Si hay un postre clásico de los argentinos que no puede faltar, al menos una vez en la vida, como postre después de la comida, es un buen flan casero. Lo mejor es que se puede acompañar con crema, con dulce de leche, con ambas cosas, o comerlo solo con el caramelo.
Las abuelas eran las expertas en esta preparación y conocían todos los secretos, no solo de las proporciones, sino de la mejor forma para que te salga cremoso, con esas burbujitas típicas y que no se corte en medio de la preparación. Fijate en estos consejos para no fallar este fin de semana.
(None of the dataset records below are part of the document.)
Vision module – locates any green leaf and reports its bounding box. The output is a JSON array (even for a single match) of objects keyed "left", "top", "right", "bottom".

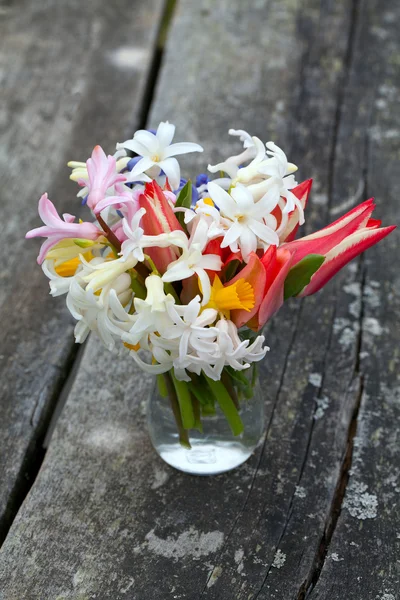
[
  {"left": 72, "top": 238, "right": 94, "bottom": 248},
  {"left": 171, "top": 370, "right": 195, "bottom": 429},
  {"left": 157, "top": 375, "right": 168, "bottom": 398},
  {"left": 284, "top": 254, "right": 325, "bottom": 300},
  {"left": 175, "top": 179, "right": 192, "bottom": 229},
  {"left": 206, "top": 376, "right": 243, "bottom": 435}
]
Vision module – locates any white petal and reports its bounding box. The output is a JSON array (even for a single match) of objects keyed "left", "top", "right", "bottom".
[
  {"left": 162, "top": 260, "right": 194, "bottom": 283},
  {"left": 239, "top": 227, "right": 257, "bottom": 262},
  {"left": 129, "top": 352, "right": 172, "bottom": 375},
  {"left": 133, "top": 129, "right": 160, "bottom": 154},
  {"left": 221, "top": 223, "right": 244, "bottom": 248},
  {"left": 207, "top": 161, "right": 239, "bottom": 178},
  {"left": 208, "top": 181, "right": 237, "bottom": 219},
  {"left": 197, "top": 254, "right": 222, "bottom": 271},
  {"left": 195, "top": 269, "right": 211, "bottom": 306},
  {"left": 231, "top": 184, "right": 254, "bottom": 213},
  {"left": 156, "top": 121, "right": 175, "bottom": 148},
  {"left": 163, "top": 142, "right": 203, "bottom": 158},
  {"left": 179, "top": 329, "right": 190, "bottom": 360},
  {"left": 157, "top": 158, "right": 181, "bottom": 190},
  {"left": 129, "top": 156, "right": 154, "bottom": 181},
  {"left": 249, "top": 219, "right": 279, "bottom": 246}
]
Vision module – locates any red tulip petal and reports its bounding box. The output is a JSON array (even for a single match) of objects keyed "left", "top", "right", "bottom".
[
  {"left": 299, "top": 225, "right": 396, "bottom": 296},
  {"left": 229, "top": 252, "right": 266, "bottom": 327}
]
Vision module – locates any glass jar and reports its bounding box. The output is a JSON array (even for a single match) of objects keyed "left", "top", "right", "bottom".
[{"left": 147, "top": 371, "right": 265, "bottom": 475}]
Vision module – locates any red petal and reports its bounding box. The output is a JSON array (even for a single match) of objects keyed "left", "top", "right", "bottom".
[
  {"left": 229, "top": 252, "right": 266, "bottom": 327},
  {"left": 278, "top": 179, "right": 312, "bottom": 243},
  {"left": 248, "top": 246, "right": 294, "bottom": 331},
  {"left": 282, "top": 199, "right": 375, "bottom": 264},
  {"left": 300, "top": 225, "right": 396, "bottom": 296}
]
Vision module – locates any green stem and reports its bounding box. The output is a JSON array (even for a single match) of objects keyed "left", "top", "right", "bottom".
[
  {"left": 164, "top": 373, "right": 191, "bottom": 449},
  {"left": 171, "top": 371, "right": 195, "bottom": 429},
  {"left": 192, "top": 395, "right": 203, "bottom": 433},
  {"left": 205, "top": 376, "right": 244, "bottom": 435},
  {"left": 221, "top": 371, "right": 240, "bottom": 410},
  {"left": 97, "top": 215, "right": 121, "bottom": 255}
]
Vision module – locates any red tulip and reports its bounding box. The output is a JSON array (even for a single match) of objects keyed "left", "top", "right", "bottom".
[
  {"left": 139, "top": 181, "right": 183, "bottom": 274},
  {"left": 281, "top": 198, "right": 396, "bottom": 296},
  {"left": 272, "top": 179, "right": 312, "bottom": 243},
  {"left": 229, "top": 253, "right": 268, "bottom": 328}
]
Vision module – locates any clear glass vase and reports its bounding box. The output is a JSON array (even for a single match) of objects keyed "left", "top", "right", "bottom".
[{"left": 147, "top": 371, "right": 265, "bottom": 475}]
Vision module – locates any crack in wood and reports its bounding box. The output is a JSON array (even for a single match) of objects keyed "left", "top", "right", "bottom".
[
  {"left": 0, "top": 344, "right": 79, "bottom": 548},
  {"left": 0, "top": 0, "right": 177, "bottom": 548},
  {"left": 199, "top": 299, "right": 304, "bottom": 600},
  {"left": 138, "top": 0, "right": 178, "bottom": 129},
  {"left": 328, "top": 0, "right": 361, "bottom": 212},
  {"left": 253, "top": 306, "right": 336, "bottom": 600},
  {"left": 295, "top": 67, "right": 370, "bottom": 600}
]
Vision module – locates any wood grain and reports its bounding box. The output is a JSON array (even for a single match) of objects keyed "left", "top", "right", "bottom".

Mirá este truco para el flan casero.
Los ingredientes que vas a necesitar para hacer esta receta de flan casero son los siguientes:
5 huevos
500 cc de leche
200 g de azúcar
Caramelo: 100 g de azúcar

No puede faltar en tu mesa.
La realidad es que esta preparación es bastante sencilla y no puede fallar si realmente conocés todos los secretos. En primer lugar, vas a comenzar a hacer un caramelo en seco, colocando en una sartén en el fuego unos 100 gramos de azúcar o más, según el gusto.
Cuando esté bien derretido y de un color castaño oscuro, pero no quemado, lo vas a volcar con mucho cuidado en el molde o flanera que tengas, extendiendo con precaución también por los bordes.

Es muy sencillo.
Por otro lado, en un bol vas a agregar los huevos junto con el azúcar. Comenzá a mezclarlos simplemente con la ayuda de un tenedor hasta que se integren entre sí. Después, vas a agregar la leche de a poco. Solamente tenés que romper el ligue de forma manual incorporando los huevos con la leche. No hace falta que quede una consistencia espumosa, sino todo lo contrario.
Cuando estén bien incorporados, volcá la mezcla en el molde o flanera sobre el caramelo. Colocá la flanera en una placa con agua (a baño María) y llevala al horno precalentado a 150 grados por una hora, aproximadamente. Cuando esté listo, vas a poder meter un cuchillo y saldrá seco. Después, hay que dejar enfriar varias horas en la heladera antes de desmoldar este flan.